A. History and Background.
1. Lake Park was one of the very first places acquired for purposes of a public park by the City of Milwaukee Park Commission headed by Christian Wahl.
2. The plans and design for Lake Park were created in the early 1890’s by the famous Frederick Law Olmsted firm working in conjunction with the City of Milwaukee Park Commission.
3. Lake Park is the only park in Milwaukee County which has been listed on the Federal Register of Historic Places (1993).
4. The concrete arch footbridge spanning Ravine Road (1905) was designed by the famous Wisconsin architect Alfred C. Clas who was also at that time a Park Commissioner and who along with his partner George Bowman Ferry also designed hundreds of famous buildings including Milwaukee’s Central Library, the State Historical Society headquarters building in Madison, the Frederick Pabst Mansion in Milwaukee and the First Unitarian Church in Milwaukee.
5. From an engineering standpoint, the footbridge has been described as “an advanced and innovative work of reinforced-concrete bridge engineering,” and as “one of the earliest extant reinforced concrete arches in Wisconsin.”
6. The footbridge is but one structure in a cluster of structures designed to fit together stylistically and functionally, including the Pavilion (1903) and the Grand Staircase (1908).
7. The footbridge spans the largest ravine in Lake Park and connects the north and south portions of the Park. It serves many thousands of walkers, runners and bicyclists. The footbridge is also a special destination for birders especially during the spring and fall migrations.
8. In 1983 Lake Park was designated by the City of Milwaukee’s Common Council as being part of an historic district called North Point North Historic District. The relevant portion of the Guidelines for the North Point North Historic District governing Lake Park requires that, “Every attempt should be made to maintain the historic vehicular and pedestrian circulation system in the park including drives, paths, stairways and bridges.” The Guidelines also provide that, “New parking areas, roadways, paths and bridges should be designed so as to be compatible with the historic character of the park.” Therefore it would be a violation of these Guidelines if the Lake Park Concrete Arch Footbridge were to be replaced with a bridge that is not substantially similar in style to the footbridge that was designed in 1905 by Alfred C. Clas.
9. As evidenced by its heavy usage by people from all over the county and beyond, Lake Park is the crown jewel in Milwaukee County’s Park System, and nothing should be done to diminish its luster.
B. Status of Footbridge Replacement Efforts and Plans.
1. Until the footbridge is rebuilt, Ravine Road below it cannot be reopened due to the potential for spalled concrete falling from the bridge on vehicles or pedestrians below.
2. Based on an in depth inspection report prepared by Graef-USA for Milwaukee County Parks Department, it was determined that rehabilitation of the existing bridge was possible, but that this approach would require the replacement of much of the bridge and that the resulting rehabilitated bridge would have to be fully replaced within 15-25 years.
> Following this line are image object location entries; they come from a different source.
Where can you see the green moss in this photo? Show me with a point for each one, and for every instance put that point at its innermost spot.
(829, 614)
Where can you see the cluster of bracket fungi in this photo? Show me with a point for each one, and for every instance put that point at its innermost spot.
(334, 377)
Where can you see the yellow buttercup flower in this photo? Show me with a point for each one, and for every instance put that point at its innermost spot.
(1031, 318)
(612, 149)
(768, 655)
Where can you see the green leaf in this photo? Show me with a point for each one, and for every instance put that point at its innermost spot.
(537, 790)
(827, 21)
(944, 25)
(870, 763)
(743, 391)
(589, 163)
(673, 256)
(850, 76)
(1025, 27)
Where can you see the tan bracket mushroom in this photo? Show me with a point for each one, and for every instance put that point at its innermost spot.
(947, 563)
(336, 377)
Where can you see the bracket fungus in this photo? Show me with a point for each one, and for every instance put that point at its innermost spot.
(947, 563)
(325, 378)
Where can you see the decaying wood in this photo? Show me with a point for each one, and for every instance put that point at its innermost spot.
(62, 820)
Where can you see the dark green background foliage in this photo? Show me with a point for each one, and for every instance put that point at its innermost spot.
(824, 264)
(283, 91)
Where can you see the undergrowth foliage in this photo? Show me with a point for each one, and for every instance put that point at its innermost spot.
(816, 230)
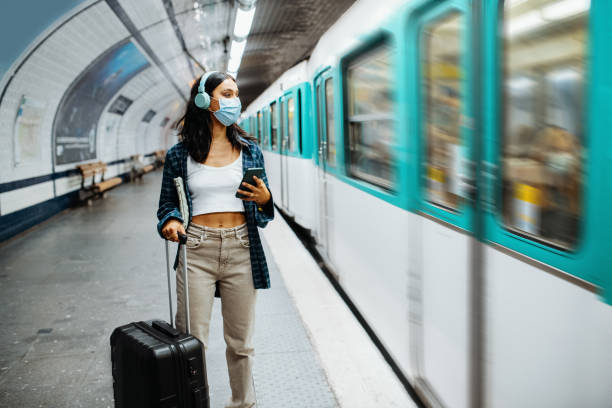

Thus, this approach was deemed by everyone including the Lake Park Friends to be uneconomic and therefore unwise.
3. Following a thorough consideration of options, including a meeting which included representatives of the Lake Park Friends and the Historic Water Tower Neighborhood, the County decided to request proposals for professional consulting services for the planning and design of a replacement bridge (RFP).
4. The RFP calls for: “Complete schematic design plans and associated construction cost estimates for three bridge replacement alternatives:
- One alternative will replace the bridge in-kind to replicate the original design and appearance of the bridge [including the original balustrades].
- The other two alternatives will be new bridge designs that are substantial replications compatible with the historic nature of the Frederick Law Olmsted designed Lake `Park.”
5. In response to the RFP, five proposals were received. On February 10, 2016, the Consultant Selection Committee (which included a representative of the Lake Park Friends) selected GRAEF as the winning consultant. GRAEF’s proposal contains a Project Schedule which outlines various action dates during April, May and June, 2016 involving the various players in the Planning and Schematic Design process. As things progress, this report will be updated to reflect that progress.